I would like to calculate F in the first step with the first element of m and the first element of f1; in the second step with the second element of m and the second element of f1 and so on, for all 100 random numbers.

• and how can i do if i have 100 random numerbs and wouldl ike to calculate F1 for m[1] and f1[1].....m[100] and f1[100] Commented Mar 13, 2019 at 11:59
• I do not understand the question. The vector F contains all 100 results. Commented Mar 13, 2019 at 14:10
• If I'm interpreting you right, the code that you've written down should work. If it doesn't do what you want, either quit the kernel and try again, or edit your post to explain what it is you need. Commented Mar 13, 2019 at 16:23
• Like the commenters above remarked: there is no need to iterate the calculation of F over 100 indices. You can just add and multiply lists in Mathematica. Commented Mar 13, 2019 at 16:57
• I was just finishing up what I think is a good answer, when this question snapped closed. I think the OP's intent is clear and I would to see this question reopened. Commented Mar 13, 2019 at 22:16

I think it would be useful for you to experiment with your computation so you can better understand how Mathematica's numeric functions work with arrays of values. I also recommend that you read this tutorial. It describes computing with functions that have the Listable attribute. Such functions automatically act on all the elements of any array they are given.

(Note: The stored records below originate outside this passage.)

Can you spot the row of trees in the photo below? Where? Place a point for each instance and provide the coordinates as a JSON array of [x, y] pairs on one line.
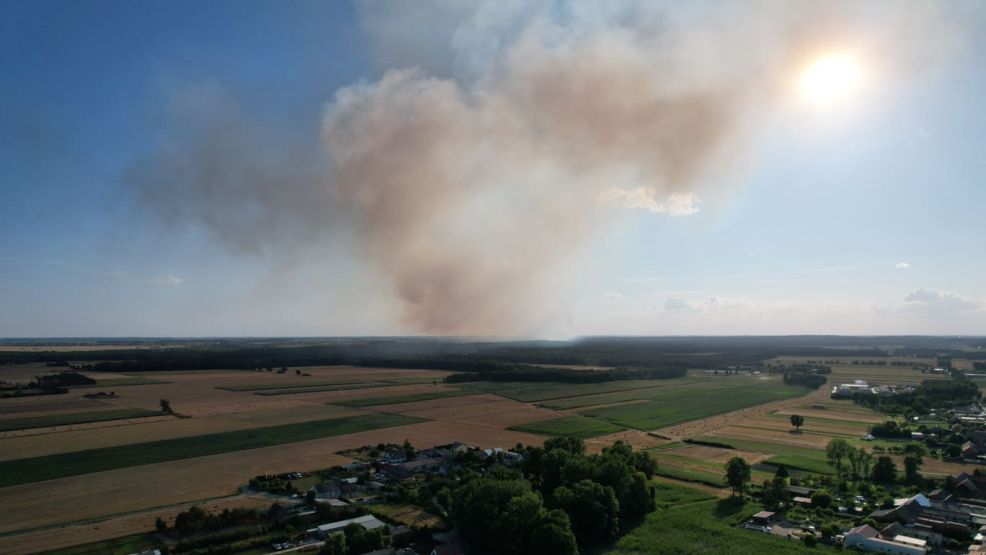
[[563, 499], [355, 539], [931, 394], [856, 463]]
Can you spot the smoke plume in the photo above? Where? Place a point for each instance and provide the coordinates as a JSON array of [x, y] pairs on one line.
[[472, 181]]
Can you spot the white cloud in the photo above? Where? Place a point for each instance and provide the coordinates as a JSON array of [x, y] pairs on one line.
[[946, 303], [677, 304], [642, 198], [169, 280]]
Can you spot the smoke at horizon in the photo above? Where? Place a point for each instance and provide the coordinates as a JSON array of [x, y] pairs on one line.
[[473, 186]]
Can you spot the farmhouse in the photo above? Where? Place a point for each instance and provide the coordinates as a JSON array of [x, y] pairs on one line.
[[944, 516], [368, 522], [800, 491], [762, 518], [867, 538], [848, 389]]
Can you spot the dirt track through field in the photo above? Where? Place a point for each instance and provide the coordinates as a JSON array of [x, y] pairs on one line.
[[711, 424]]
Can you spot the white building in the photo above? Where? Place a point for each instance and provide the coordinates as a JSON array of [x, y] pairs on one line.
[[368, 522]]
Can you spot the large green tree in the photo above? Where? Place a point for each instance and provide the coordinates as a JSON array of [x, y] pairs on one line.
[[884, 470], [738, 474], [837, 452], [592, 508], [506, 516], [797, 421]]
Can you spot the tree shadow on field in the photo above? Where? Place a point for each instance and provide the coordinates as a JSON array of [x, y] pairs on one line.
[[729, 506]]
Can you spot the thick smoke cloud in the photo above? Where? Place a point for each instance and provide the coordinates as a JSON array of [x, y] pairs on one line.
[[473, 186]]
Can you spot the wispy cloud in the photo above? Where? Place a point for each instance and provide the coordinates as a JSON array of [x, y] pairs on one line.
[[169, 280], [642, 198], [940, 302]]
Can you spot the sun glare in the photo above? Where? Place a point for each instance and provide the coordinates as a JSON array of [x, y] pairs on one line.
[[831, 79]]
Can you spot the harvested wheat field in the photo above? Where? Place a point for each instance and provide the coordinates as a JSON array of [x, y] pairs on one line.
[[78, 534], [140, 432], [480, 410], [216, 475], [640, 441]]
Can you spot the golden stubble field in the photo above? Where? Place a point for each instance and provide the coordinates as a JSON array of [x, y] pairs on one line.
[[119, 500]]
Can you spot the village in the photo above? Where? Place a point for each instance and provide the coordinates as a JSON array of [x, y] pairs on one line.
[[368, 506]]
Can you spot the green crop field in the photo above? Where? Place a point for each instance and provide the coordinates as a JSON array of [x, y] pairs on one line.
[[579, 426], [798, 462], [531, 392], [118, 546], [291, 385], [802, 458], [678, 405], [74, 418], [671, 389], [716, 480], [316, 389], [120, 382], [36, 469], [689, 522], [398, 399]]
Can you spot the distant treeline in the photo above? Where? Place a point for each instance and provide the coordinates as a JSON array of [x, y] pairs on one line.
[[662, 354], [48, 384], [527, 373], [931, 394]]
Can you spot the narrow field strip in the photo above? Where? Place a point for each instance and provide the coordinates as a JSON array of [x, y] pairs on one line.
[[74, 418], [532, 392], [578, 426], [399, 399], [659, 413], [36, 469], [120, 382], [316, 389], [292, 385]]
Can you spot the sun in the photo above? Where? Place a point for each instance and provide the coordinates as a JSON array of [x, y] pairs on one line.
[[830, 79]]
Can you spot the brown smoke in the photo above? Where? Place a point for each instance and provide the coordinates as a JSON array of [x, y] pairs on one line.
[[474, 194]]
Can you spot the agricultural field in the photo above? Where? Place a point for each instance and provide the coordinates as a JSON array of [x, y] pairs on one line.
[[22, 471], [690, 522], [578, 426], [74, 418], [409, 515], [401, 399], [235, 424]]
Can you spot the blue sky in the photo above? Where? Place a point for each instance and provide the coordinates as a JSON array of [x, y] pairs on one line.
[[860, 218]]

An easy way to make the the kind of experiments I'm recommending is to transform your computation into a function, which is very easy to do.

f[n_] :=
Module[{c = 0.1, m, f1},
{f1, m} = RandomVariate[NormalDistribution[], {2, n}];
Sqrt[c] m + Sqrt[1 - c] f1]

Note that no explicit element-by-element operations appear in the definition of f. Nor are any such operations needed since all the arithmetic operators in the definition have the Listable attribute.

Now that we have f, we can experiment with samples of arbitrary size. We will see that they, too, can used as if they were scalar expressions.

SeedRandom[1]; f4 = f[4]

{0.949105, 0.602169, 0.289773, 0.950457}

We can get the root-mean-square without writing any explicit element-by-element code.

Sqrt[Mean[f4^2]]

0.750124

Generating a large sample is very quick.

AbsoluteTiming[SeedRandom[42]; sample = f[100000]][[1]]

0.007525

I got a sample of 100000 variates in just a bit over 7.5 milliseconds from my eight-year-old and not very fast iMac. Let's look into how the sample is distributed.

{Mean[#], StandardDeviation[#]}&[sample]

{-0.0006108, 1.00239}

h = Histogram[sample, Automatic, "Probability"];
With[{μ = 0, σ = 1}, p = Plot[(E^(-(x - μ)^2/(2 σ^2))/5), {x, -5, 5}]]
Show[h, p]

The sample seems to be distributed as if it were directly sampled form NormalDistribution[].

As a final example, let's approximate the cumulative distribution of a sample returned by f.

SeedRandom[42];
Module[{n = 1000, sample, x, y},
sample = f[n];
x = Sort[sample];
y = Range[n]/N[n];
ListPlot[Transpose[{x, y}]]]

I hope this answers convinces you that the Wolfram Language is designed so that almost anything you might want to do with a sample made by f can be done without loops and indexing into elements of the sample.